How to be fashionable and eco friendly
Fashion and recycling may not be the most natural of marriages, but in recent times the two have crossed wires more and more. As trends such as Danish inspired ‘hygge’ lifestyle grow, people are beginning to find simple and eco-friendly garments that don’t cost us the earth. While at ReGen our focus is recycling, some fashionistas are upcycling their way to improved wardrobes.
As YouTube and Instagram fill up with bloggers detailing the latest fashion trends there are some keeping a keen eye on green trends. Cassandra Ciarallo, fashion blogger, recently took a trip to Bali and discovered more about how rubber was damaging the local environment. The tourist-fuelled economy is being hindered by neighbouring Indonesia where 10% of global sea waste originates. The waste problem is so severe that in late 2017, Bali declared their waste problem a national emergency.
So, what did Cassandra discover? Aside from ‘waste rubber’, there was also a booming accessories industry based on recovered rubber being upcycled. Local artists were making necklaces, bracelets and even pieces of art from waste tires. See their works on her Instagram account here.
Other waste wears
In recent times, the fashion industry has started addressing their own waste and their audiences approve. From football kits to high heels and everything in between, fashion is going green.

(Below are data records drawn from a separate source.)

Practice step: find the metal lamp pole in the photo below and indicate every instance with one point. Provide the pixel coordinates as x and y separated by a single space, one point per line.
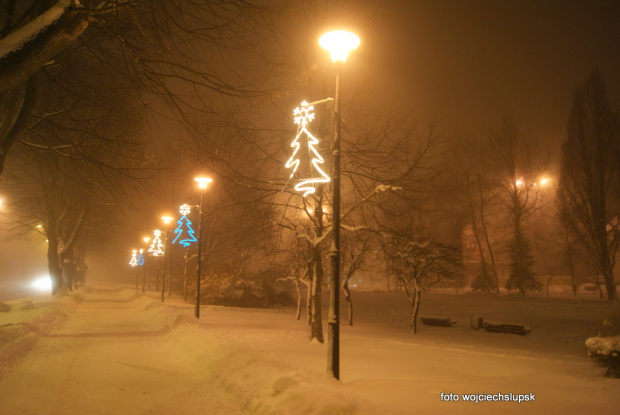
202 184
166 220
339 43
146 240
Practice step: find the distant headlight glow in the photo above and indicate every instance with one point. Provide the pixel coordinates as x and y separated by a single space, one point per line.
43 283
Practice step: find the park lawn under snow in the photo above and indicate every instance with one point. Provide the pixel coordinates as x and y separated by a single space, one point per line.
121 352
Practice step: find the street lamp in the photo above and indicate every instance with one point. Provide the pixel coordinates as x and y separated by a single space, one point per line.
338 43
202 184
167 220
146 240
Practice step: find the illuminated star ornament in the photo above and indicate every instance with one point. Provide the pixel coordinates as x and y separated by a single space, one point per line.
303 117
185 233
156 248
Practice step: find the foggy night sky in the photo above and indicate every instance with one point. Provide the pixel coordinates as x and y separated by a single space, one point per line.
469 63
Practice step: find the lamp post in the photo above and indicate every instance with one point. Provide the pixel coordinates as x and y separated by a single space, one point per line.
202 185
167 220
338 43
146 240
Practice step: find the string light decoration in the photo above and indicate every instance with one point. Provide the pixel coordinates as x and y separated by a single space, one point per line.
134 258
156 248
184 229
303 116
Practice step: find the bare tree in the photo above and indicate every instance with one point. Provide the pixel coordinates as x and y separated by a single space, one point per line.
589 172
520 165
419 264
474 174
152 43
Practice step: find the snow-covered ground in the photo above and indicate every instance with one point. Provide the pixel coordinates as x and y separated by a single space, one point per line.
116 351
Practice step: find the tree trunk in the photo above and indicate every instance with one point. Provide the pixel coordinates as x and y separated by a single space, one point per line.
55 268
347 296
415 307
316 287
487 240
298 289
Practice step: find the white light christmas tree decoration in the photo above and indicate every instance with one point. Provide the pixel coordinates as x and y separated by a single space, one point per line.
303 117
185 209
141 257
134 258
185 233
156 248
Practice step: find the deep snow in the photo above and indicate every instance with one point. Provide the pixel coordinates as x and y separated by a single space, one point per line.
121 352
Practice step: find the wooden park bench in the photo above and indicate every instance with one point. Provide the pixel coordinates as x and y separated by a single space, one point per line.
437 321
497 327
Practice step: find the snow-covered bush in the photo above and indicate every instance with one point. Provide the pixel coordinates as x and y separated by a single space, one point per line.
606 350
235 289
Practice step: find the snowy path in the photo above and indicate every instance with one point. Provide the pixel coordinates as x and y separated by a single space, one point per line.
108 358
124 353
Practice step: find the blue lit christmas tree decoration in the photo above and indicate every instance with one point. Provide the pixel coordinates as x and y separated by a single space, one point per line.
185 233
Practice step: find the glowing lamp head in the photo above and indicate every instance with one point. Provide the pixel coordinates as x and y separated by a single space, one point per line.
203 182
339 43
184 209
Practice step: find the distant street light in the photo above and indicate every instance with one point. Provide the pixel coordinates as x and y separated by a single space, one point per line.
146 240
338 43
167 220
202 184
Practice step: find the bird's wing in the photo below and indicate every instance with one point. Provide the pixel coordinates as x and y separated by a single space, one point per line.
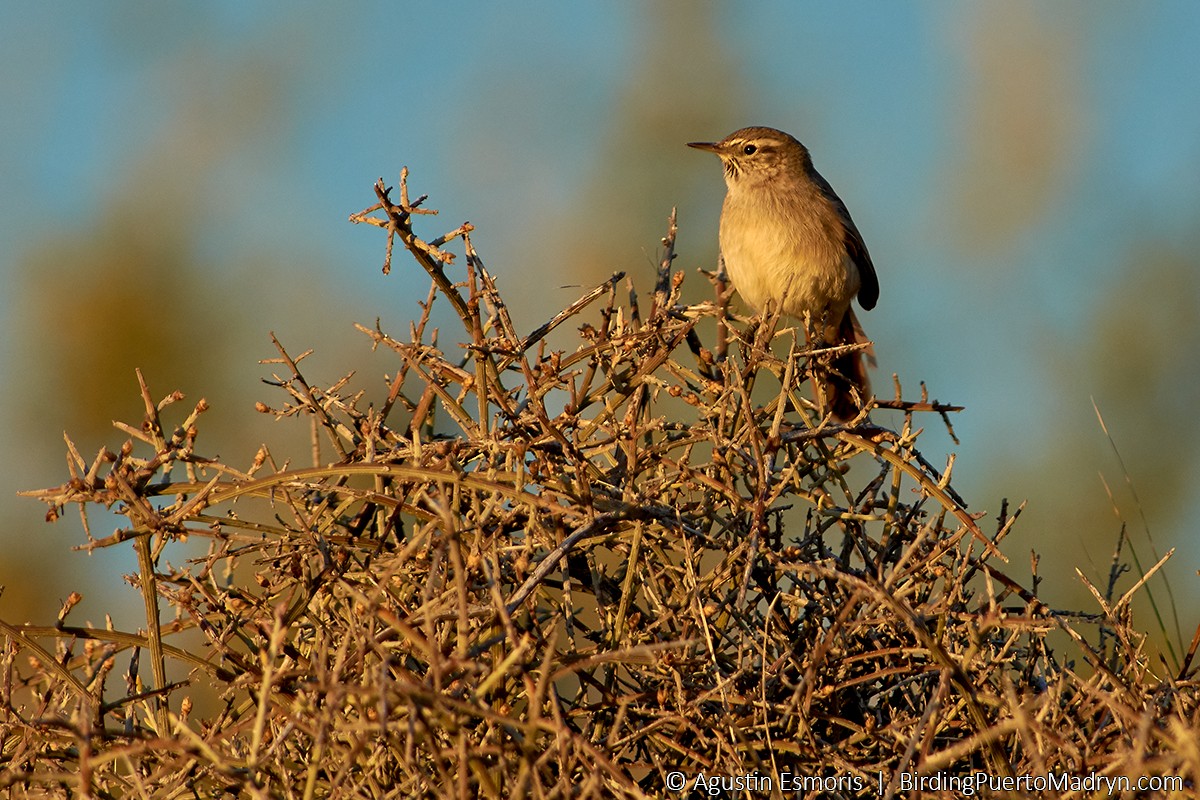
869 289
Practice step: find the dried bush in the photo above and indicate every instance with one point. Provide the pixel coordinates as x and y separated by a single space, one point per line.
549 572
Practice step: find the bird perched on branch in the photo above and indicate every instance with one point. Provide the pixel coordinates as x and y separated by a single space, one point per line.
787 240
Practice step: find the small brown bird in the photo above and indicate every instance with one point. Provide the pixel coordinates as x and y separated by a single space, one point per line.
787 238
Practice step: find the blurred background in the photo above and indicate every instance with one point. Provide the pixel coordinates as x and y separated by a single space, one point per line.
177 185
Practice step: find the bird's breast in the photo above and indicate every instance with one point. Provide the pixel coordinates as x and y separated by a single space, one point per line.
787 248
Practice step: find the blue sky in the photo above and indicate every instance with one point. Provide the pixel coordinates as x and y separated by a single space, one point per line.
1017 169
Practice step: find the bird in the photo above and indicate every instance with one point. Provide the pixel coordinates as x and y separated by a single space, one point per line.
787 239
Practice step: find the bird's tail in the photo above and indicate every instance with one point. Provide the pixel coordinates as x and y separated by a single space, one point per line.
849 385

Sportswear manufacturing giant Adidas has announced they will make Man Utd’s kit from ocean plastic and some smaller firms exclusively use ‘rubbish’ to make their wares.
The upper echelons of fashion have also made the shift towards sustainable clothing, a great example was London Fashion Week. This year 2 designers used to the catwalk to present clothes made entirely of recycled plastic. One designer even produced leather from chestnuts and made an outfit out of recycled plastics!
At ReGen, we may not produce the latest fashions but we do breathe new life into used materials. Using the latest tech, we are able to save the materials needed to produce fashions, from landfill. Presently, we recycle multiple types of plastic and a host of other materials. Our work may or not find itself on the catwalk, but we ensure that it doesn’t end up in the ground or poisoning the seas.